To move it online, we use MS Teams. In MHSES, we are creating a Teams group for each programme and then populating the courses as individual channels within that Teams group. The point here being that the entire programme can see the storyboards for each course allowing for capacity building and some programme level fine tuning (if needed). We use Planner for the storyboards. The cards are dropped into weekly columns over a course of 90 minutes. We have done many of these in MHSES and are scheduling many many more.


Jon Jack and fellow learning technologists throughout the university have come up with a series of micropatterns, which are worked through seqeuences of common teaching types (lecture, seminar, etc.). At MHSES, we provide these before the ABC course design workshop as a means of demonstrating what worked through examples look like. For some, this is enough as they can use the micropatterns as they are, or they can tweak them (which we encourage). Essentially the micropatterns work out to a week of activity online (roughly).

A further advantage to the micropatterns is that they map to Learn, the university’s official LMS. Which makes sense as my programme uses Moodle. So Jon and team created weekly folders in Learn that mapped to these templates. If the micropattern worked for them, the tutors could copy them over into their own Learn instance. The weekly folders are just shells that need to be filled in but the sequences are taken care of.

This approach, due to the time constraints we are under, requires a bit of homework on the part of the course organisers. They need to familiarise themselves with the cards and the micropatterns before the session (which is not how you would normally run an ABC). So Herve Lacroix, an exceptionally resourceful learning technologist at MHSES, created a resource for everyone to review ahead of the session. The resource has proven really useful in framing the discussion with course organisers.


We are talking to everyone willing to talk to us, sharing across the university and across universities, and truly relying on our network to see us through to something less a reaction and more a renewal of sorts (at least that is how I see this process). A lot of this is coming through the podcast.

We recorded a few recently on hybrid (Episodes 15 and 16) that might be useful for some, and the two most recent ones below are worth a listen.

Episode 17: I mentioned Jon Jack several times on this post and we were lucky enough to have him on the podcast talking about the very design that I describe above.

Episode 18: We are learning from our networks constantly here and so we were lucky enough to have Dr Maryam Ismail and Said Yunus from the State University of Zanzibar (SUZA) on the podcast talking their response to Covid and how that response was largely built on past projects to build capacity at the university for digital. Lovely people and a lovely chat.

That is enough for now, I reckon.
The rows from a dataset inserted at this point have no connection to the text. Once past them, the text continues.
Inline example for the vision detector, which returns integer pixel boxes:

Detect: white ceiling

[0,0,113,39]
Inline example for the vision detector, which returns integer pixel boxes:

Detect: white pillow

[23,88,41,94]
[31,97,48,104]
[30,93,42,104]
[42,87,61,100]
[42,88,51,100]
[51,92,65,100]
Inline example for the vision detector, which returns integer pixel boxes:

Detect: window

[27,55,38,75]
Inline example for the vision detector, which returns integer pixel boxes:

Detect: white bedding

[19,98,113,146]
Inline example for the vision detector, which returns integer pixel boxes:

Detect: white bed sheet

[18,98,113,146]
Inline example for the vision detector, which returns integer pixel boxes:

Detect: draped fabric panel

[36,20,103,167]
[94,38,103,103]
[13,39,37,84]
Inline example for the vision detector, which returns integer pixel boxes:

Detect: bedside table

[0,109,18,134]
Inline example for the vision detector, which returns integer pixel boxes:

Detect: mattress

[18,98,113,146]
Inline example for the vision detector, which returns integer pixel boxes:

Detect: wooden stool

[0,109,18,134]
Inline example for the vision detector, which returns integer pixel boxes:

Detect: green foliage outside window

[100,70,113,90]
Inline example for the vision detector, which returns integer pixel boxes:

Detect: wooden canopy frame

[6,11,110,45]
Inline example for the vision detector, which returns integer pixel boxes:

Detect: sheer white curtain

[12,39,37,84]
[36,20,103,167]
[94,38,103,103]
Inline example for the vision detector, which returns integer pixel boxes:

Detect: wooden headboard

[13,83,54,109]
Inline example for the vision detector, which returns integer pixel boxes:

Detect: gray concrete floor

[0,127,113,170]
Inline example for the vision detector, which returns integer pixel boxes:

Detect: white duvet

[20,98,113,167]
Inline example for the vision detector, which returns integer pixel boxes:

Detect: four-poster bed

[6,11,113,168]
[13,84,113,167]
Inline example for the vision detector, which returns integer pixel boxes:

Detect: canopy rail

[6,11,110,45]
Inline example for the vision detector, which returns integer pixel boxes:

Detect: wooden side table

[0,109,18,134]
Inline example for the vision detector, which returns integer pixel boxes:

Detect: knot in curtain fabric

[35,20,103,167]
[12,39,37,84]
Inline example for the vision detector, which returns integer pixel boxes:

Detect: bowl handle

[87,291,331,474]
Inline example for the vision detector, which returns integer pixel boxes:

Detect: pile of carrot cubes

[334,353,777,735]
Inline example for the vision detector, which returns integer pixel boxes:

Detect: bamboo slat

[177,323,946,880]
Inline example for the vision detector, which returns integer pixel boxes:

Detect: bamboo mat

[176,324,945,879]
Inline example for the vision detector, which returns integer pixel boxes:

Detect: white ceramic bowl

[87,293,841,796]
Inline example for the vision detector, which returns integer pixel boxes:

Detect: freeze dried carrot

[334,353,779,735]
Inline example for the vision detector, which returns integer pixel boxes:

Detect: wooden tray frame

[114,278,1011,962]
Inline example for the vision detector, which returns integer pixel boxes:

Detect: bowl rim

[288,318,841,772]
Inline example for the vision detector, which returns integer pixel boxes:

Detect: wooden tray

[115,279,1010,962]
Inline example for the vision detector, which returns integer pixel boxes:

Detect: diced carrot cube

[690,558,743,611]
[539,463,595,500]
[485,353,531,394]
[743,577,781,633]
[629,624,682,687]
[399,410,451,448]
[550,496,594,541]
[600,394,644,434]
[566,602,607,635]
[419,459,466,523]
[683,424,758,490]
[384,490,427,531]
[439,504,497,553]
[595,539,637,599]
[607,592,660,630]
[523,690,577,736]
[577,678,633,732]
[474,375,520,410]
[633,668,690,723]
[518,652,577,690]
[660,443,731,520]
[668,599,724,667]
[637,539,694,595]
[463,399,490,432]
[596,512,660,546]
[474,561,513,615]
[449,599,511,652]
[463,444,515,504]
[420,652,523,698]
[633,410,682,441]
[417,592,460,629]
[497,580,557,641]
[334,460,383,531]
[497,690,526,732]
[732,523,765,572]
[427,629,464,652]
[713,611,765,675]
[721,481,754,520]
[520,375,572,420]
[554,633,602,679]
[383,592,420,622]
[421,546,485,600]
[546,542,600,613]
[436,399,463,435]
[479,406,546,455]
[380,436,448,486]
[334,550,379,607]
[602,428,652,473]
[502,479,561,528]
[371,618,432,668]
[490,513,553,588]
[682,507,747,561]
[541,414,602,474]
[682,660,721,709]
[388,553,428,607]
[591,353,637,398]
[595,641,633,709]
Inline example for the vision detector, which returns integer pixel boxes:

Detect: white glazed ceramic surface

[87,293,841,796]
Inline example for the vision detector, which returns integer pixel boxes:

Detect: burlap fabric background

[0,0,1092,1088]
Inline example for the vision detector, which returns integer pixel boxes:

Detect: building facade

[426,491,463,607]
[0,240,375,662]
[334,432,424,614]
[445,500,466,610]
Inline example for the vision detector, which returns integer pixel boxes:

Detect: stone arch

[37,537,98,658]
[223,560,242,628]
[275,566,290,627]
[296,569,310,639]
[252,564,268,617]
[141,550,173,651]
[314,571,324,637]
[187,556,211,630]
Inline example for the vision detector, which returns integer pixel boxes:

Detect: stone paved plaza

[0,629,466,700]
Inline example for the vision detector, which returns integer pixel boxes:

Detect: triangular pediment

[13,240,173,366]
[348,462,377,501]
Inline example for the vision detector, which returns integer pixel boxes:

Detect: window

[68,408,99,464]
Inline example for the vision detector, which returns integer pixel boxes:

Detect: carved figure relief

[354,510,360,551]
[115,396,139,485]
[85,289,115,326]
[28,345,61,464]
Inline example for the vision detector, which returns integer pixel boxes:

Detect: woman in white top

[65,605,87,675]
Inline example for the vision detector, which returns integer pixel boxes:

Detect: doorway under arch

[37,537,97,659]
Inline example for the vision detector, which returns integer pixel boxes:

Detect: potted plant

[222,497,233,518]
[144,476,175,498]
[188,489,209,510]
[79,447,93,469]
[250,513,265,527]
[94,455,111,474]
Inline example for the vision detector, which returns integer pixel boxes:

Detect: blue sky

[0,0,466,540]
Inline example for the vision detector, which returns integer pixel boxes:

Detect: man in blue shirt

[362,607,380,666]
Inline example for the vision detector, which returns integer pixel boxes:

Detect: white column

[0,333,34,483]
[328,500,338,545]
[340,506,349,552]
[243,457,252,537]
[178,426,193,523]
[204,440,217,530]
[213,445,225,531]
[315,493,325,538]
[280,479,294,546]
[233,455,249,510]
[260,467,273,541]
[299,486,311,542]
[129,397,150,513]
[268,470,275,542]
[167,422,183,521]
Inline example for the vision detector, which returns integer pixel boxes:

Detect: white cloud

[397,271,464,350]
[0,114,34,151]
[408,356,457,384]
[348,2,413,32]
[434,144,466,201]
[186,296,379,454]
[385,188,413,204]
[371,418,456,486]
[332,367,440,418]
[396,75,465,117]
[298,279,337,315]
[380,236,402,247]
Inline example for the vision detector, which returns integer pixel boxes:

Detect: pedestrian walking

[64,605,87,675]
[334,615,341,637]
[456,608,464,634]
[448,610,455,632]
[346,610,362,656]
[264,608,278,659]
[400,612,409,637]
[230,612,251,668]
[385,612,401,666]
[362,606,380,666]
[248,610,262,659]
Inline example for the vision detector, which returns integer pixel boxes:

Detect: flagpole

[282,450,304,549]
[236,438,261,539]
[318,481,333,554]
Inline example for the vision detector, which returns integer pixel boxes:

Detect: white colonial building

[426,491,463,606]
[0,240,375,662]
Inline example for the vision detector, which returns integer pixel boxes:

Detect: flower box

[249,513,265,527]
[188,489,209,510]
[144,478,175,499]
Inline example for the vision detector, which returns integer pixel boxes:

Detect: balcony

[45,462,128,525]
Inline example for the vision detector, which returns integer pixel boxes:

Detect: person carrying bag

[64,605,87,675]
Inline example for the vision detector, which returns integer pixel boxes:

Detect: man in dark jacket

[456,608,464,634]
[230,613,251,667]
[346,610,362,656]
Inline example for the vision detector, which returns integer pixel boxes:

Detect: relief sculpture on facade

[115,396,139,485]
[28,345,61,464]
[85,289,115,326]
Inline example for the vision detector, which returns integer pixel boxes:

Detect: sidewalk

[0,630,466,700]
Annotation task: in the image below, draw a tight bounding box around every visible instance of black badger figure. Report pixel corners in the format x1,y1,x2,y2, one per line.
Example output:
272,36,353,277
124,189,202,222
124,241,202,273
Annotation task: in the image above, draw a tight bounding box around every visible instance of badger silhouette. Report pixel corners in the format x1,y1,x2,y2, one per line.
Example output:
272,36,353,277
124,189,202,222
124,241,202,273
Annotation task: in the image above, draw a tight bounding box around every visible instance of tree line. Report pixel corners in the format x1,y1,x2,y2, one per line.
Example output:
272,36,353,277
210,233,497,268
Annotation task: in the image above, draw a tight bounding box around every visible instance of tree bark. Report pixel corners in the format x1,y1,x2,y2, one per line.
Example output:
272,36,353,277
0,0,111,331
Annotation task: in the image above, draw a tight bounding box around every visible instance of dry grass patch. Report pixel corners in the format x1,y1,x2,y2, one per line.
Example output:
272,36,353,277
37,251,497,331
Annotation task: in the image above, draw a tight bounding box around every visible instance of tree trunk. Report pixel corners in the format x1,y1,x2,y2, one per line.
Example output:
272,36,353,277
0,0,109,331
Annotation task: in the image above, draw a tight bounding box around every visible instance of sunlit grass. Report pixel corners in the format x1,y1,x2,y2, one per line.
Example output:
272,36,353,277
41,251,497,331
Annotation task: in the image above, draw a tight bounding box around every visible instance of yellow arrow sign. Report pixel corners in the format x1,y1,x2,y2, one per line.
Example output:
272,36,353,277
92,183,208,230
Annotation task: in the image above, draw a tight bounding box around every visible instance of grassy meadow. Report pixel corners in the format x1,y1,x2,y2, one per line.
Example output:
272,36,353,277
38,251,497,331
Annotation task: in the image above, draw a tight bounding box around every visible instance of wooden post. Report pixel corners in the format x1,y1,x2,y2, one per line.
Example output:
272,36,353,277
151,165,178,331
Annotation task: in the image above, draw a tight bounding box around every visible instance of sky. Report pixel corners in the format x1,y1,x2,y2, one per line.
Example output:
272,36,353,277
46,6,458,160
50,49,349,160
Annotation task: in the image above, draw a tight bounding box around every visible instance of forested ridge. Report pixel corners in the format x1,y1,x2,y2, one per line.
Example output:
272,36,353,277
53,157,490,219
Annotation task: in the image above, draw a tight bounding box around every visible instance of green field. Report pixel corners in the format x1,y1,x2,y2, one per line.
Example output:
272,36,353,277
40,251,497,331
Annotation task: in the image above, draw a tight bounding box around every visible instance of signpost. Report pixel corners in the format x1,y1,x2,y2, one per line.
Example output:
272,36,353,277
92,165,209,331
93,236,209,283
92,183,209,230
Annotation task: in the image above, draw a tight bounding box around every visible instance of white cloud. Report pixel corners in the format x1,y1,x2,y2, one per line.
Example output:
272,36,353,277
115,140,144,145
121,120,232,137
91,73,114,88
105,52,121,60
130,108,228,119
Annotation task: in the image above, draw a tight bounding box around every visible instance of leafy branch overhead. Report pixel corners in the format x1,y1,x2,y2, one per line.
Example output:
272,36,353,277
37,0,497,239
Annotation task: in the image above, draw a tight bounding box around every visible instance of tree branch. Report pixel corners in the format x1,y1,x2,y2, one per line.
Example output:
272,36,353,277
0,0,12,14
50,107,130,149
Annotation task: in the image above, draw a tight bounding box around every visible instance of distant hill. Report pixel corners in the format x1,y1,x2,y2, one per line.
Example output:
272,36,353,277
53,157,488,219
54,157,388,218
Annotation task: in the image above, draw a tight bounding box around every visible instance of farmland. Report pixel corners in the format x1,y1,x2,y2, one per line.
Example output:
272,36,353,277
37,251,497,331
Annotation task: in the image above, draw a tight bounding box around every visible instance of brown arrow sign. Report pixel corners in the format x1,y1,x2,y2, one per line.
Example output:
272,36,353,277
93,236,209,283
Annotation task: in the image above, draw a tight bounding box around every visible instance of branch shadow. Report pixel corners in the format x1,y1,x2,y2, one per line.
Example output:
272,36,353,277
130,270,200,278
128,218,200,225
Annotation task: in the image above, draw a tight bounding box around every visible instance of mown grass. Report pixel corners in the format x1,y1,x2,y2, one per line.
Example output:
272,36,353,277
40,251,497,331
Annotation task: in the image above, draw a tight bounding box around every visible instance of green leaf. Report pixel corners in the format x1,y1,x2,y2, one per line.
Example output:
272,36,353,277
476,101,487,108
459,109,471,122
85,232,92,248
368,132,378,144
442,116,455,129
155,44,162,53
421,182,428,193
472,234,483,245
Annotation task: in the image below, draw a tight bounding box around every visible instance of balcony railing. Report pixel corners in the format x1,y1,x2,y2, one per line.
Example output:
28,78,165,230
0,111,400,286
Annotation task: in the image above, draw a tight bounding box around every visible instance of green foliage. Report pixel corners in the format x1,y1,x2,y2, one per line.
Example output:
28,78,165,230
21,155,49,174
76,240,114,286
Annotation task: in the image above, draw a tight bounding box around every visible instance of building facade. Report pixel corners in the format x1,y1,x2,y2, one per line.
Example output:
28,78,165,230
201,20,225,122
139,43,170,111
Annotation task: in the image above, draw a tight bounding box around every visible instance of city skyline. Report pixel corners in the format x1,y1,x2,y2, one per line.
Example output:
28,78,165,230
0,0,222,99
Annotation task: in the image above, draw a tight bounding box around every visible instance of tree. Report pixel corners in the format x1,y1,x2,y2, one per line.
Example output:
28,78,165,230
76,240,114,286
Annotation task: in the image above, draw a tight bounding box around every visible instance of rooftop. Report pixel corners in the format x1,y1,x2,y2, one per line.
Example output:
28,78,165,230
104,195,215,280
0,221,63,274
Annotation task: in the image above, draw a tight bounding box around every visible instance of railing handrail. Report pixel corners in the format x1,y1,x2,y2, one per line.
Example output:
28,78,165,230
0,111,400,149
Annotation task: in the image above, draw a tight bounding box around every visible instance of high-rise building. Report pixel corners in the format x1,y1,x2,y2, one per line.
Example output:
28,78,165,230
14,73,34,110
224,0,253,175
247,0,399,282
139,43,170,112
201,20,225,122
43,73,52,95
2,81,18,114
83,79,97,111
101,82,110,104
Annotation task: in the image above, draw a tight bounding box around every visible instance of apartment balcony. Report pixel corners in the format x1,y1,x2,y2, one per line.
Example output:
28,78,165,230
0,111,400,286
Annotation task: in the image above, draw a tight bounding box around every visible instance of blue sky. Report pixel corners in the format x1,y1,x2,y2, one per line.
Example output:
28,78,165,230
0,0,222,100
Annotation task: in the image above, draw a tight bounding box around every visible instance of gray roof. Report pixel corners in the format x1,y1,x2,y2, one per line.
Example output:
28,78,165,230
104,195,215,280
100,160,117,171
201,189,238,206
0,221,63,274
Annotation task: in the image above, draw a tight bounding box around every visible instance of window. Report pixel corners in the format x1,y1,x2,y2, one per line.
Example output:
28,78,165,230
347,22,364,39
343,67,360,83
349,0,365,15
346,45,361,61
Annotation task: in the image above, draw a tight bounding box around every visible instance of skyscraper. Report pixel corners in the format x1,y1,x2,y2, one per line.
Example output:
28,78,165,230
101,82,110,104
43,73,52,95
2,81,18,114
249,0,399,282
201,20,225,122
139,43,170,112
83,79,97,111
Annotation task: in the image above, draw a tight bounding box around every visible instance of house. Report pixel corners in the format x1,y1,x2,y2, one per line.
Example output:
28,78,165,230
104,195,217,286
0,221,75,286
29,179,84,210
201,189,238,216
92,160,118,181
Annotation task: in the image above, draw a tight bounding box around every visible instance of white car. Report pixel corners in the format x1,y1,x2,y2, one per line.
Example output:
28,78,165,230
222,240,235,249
Sending all my best to you all, wherever you might be. Stay well, stay safe.

By Michael Gallagher

My name is Michael Sean Gallagher. I am a Lecturer in Digital Education at the Centre for Research in Digital Education at the University of Edinburgh. I am Co-Founder and Director of Panoply Digital, a consultancy dedicated to ICT and mobile for development (M4D); we have worked with USAID, GSMA, UN Habitat, Cambridge University and more on education and development projects. I was a researcher on the Near Futures Teaching project, a project that explores how teaching at The University of Edinburgh unfold over the coming decades, as technology, social trends, patterns of mobility, new methods and new media continue to shift what it means to be at university. Previously, I was the Research Associate on the NERC, ESRC, and AHRC Global Challenges Research Fund sponsored GCRF Research for Emergency Aftershock Forecasting (REAR) project. I was an Assistant Professor at Hankuk University of Foreign Studies (한국외국어대학교) in Seoul, Korea. I have also completed a doctorate at University College London (formerly the independent Institute of Education, University of London) on mobile learning in the humanities in Korea.